In this blog, I will show how to build a Custom Operator in Airflow to make calls to external APIs. As we do this, we will see how to use secrets in Airflow, make tasks communicate with each other and interpret the output of an SSH Operator. Although this blog refers to posting messages to Skype, all it does is hit an HTTP endpoint, i.e makes an external API call. We can use similar approach for any other HTTP calls as well. This blog assumes basic knowledge of using Airflow DAGs.
Context
I helped set up Airflow at Qxf2. Along with my colleagues, I have written a few scripts that implemented Delta Lake architecture. These scripts perform some ETL and write refined data to Delta Lake tables. Airflow fits in well here to schedule and monitor these workflows. As I worked on building upon these DAGs, one of the functionalities I wanted to add was to send the output of tasks as notifications. At Qxf2, the main mode of communication is Skype. To make it easy to programmatically post messages to Skype, we had put a ‘Skype Sender’ web service. So I set out to write a small Python snippet that will make a post call to the HTTPS endpoint exposed by the web service. By creating a Custom Operator in Airflow (out of my Skype sender code), I can make this available to be used by my colleagues in their DAGs.
Overview
I will first show how to put up the Custom Operator. And then we will look at how to use it in one of the DAGs I had set up.
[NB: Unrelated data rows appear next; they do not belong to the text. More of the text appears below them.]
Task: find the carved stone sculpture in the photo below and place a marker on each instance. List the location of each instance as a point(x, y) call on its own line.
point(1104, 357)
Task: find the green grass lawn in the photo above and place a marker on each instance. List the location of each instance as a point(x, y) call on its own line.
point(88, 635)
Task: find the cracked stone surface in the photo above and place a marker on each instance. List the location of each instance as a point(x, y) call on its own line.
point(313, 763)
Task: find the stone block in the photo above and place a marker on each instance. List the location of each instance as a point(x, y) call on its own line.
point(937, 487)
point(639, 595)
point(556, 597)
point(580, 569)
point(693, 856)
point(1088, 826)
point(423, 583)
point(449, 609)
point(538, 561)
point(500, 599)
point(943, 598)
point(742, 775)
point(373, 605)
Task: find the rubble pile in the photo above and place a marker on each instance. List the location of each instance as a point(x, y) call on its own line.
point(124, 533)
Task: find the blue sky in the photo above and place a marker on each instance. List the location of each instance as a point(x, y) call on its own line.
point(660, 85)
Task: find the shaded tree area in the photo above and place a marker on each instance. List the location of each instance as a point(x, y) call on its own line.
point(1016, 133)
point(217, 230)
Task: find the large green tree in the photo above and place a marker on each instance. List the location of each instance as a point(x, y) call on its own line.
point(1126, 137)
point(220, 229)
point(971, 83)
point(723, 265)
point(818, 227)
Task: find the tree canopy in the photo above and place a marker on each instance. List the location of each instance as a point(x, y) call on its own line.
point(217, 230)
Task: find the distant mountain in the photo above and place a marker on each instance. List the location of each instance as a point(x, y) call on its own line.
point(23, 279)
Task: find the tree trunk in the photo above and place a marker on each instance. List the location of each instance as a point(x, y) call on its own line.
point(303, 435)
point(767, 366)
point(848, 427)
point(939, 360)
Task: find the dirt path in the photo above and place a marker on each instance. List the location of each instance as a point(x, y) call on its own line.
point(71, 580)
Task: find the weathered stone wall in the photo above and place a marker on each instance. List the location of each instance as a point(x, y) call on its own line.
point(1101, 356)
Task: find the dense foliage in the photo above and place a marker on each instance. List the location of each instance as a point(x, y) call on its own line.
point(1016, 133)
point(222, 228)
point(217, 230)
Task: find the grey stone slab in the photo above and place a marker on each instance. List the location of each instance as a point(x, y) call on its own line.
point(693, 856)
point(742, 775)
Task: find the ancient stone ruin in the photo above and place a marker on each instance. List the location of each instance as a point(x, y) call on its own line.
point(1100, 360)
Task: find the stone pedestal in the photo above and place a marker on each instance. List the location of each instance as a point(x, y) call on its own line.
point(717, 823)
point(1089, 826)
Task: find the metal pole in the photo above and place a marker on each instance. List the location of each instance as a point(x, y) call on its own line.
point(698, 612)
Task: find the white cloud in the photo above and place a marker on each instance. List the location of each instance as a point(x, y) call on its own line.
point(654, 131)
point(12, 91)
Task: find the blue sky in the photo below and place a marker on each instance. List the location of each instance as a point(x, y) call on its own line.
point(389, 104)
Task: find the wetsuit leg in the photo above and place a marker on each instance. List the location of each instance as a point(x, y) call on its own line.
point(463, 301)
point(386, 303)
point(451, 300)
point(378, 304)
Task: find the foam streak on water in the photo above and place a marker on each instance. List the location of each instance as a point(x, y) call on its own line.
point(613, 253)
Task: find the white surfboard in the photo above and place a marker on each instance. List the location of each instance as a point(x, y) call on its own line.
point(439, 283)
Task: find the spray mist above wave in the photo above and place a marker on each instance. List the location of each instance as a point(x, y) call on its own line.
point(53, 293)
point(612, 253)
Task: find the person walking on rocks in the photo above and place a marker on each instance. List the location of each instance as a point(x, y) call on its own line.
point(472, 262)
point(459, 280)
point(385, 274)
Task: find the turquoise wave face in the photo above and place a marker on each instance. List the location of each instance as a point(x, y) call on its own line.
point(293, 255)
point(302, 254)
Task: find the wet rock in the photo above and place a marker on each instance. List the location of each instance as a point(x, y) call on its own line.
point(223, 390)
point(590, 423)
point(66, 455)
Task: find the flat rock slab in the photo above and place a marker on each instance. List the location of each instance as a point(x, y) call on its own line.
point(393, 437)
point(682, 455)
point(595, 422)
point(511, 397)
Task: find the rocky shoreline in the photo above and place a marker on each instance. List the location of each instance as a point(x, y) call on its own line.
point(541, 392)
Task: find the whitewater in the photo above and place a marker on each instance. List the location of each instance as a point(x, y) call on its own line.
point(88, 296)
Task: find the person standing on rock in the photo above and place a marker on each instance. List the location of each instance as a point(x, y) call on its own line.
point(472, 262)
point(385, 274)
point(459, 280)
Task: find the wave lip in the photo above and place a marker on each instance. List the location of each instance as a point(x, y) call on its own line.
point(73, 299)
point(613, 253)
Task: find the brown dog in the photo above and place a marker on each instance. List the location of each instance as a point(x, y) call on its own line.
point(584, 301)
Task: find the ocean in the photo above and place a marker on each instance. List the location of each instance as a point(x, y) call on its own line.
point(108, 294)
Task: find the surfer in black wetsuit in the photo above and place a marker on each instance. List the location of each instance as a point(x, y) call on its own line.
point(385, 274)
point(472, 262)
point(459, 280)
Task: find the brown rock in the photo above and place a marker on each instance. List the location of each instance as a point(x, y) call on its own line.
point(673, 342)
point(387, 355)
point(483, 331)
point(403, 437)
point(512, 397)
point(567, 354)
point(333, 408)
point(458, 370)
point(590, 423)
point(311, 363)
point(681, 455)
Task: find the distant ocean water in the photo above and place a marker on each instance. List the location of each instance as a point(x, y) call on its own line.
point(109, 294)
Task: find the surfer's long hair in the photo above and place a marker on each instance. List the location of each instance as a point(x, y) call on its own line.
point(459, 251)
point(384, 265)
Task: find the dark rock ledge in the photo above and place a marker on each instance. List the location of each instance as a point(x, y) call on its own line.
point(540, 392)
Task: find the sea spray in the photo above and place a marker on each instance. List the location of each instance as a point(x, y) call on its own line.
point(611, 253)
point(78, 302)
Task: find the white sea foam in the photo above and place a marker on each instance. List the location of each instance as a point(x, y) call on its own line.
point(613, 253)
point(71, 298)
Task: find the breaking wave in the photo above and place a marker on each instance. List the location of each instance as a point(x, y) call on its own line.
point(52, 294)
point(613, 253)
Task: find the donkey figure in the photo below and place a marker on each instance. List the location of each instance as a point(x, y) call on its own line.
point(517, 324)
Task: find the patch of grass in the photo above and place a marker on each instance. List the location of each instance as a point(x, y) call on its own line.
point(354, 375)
We will do the following:
1. Create Custom Operator
2. Setup Airflow Variables
3. A quick look at DAG
4. Add task to use Custom Operator in DAG
5. Use XComs to communicate between tasks
6. Update tasks to use XComs
7. Upgrade SkypeOperator to render templated value
8. Decode XCom value returned from SSHOperator
1. Create Custom Operator
Writing a Custom Operator is fairly straightforward. All we have to do is to extend the BaseOperator and override its Constructor and Executor methods in the derived class.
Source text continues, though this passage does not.